Various legal analysts have tried to play prophet by saying that this decision is of little or no threat. But I am not sure. Are we reduced to “balancing” First Amendment rights against same-sex marriage rights? What indeed does it mean, if anything, that the decision was limited pretty narrowly to homosexual marriage and did not address other issues—refusals to bake cakes, take photographs for homosexual weddings, actually officiate homosexual marriages (I would be shocked if that one was attacked successfully), employ homosexuals at religious institutions, provide student housing for homosexual couples at a college, or even accept them for admission? Will institutions that refuse to give in refuse their tax-exempt status (that is really the least of my worries).
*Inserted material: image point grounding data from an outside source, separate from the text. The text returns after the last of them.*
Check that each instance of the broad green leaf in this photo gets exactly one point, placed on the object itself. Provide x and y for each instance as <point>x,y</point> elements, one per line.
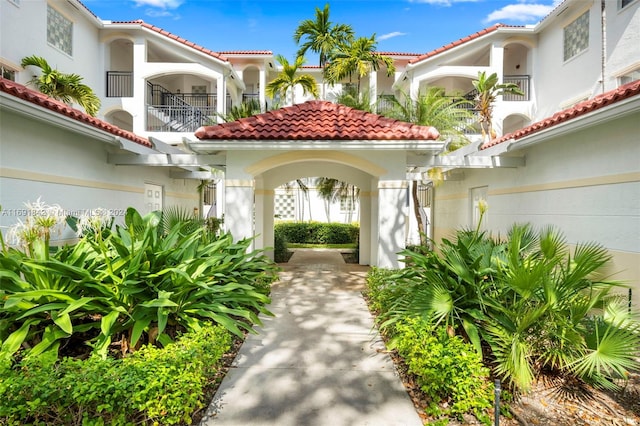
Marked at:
<point>107,322</point>
<point>64,322</point>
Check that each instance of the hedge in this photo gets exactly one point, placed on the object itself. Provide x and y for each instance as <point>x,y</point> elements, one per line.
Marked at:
<point>317,232</point>
<point>152,386</point>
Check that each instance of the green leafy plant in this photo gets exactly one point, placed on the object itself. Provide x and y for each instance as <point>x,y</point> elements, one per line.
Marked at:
<point>447,369</point>
<point>151,386</point>
<point>129,284</point>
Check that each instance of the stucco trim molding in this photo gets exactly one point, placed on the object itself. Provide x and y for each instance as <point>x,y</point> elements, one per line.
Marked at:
<point>393,184</point>
<point>320,156</point>
<point>63,180</point>
<point>239,183</point>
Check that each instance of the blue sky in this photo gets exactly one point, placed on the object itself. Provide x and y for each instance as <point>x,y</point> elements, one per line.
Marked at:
<point>411,26</point>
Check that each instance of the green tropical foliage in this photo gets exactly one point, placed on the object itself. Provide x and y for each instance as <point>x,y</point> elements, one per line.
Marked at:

More importantly, will Christians be forced to give in on pain of some worse punishment? Will we be forced to give in by later judicial decisions that will undoubtedly have to arise? Will the Court carve out exemptions and if so, how far will it go, if at all? Conscience rights will have to be considered if the First Amendment means anything at all. Free speech will also become an issue. Where will it come into play?
I am as I said disappointed in the holding. I confess to wondering just how far our “collective morality” may fall. It is interesting to hear and read about scholars and pundits who say (and believe) that morality cannot and should not be legislated. Yet, that is exactly what has happened today—do I hear them now? No, it is only when they don’t like the particular mandates that they protest.
I do believe that the most strident and radical homosexual groups are in the minority, but a minority can make a great deal of effective noise. But as Christians, I believe we also have an opportunity to bring the Gospel to bear faithfully. We have a chance to disagree winsomely, without compromising but also without hate. We of all people ought to be confident and strong in our faith. This is the silver lining. God is still providentially ruling and His Kingdom will be fulfilled.
There is much more to be said, but it must wait.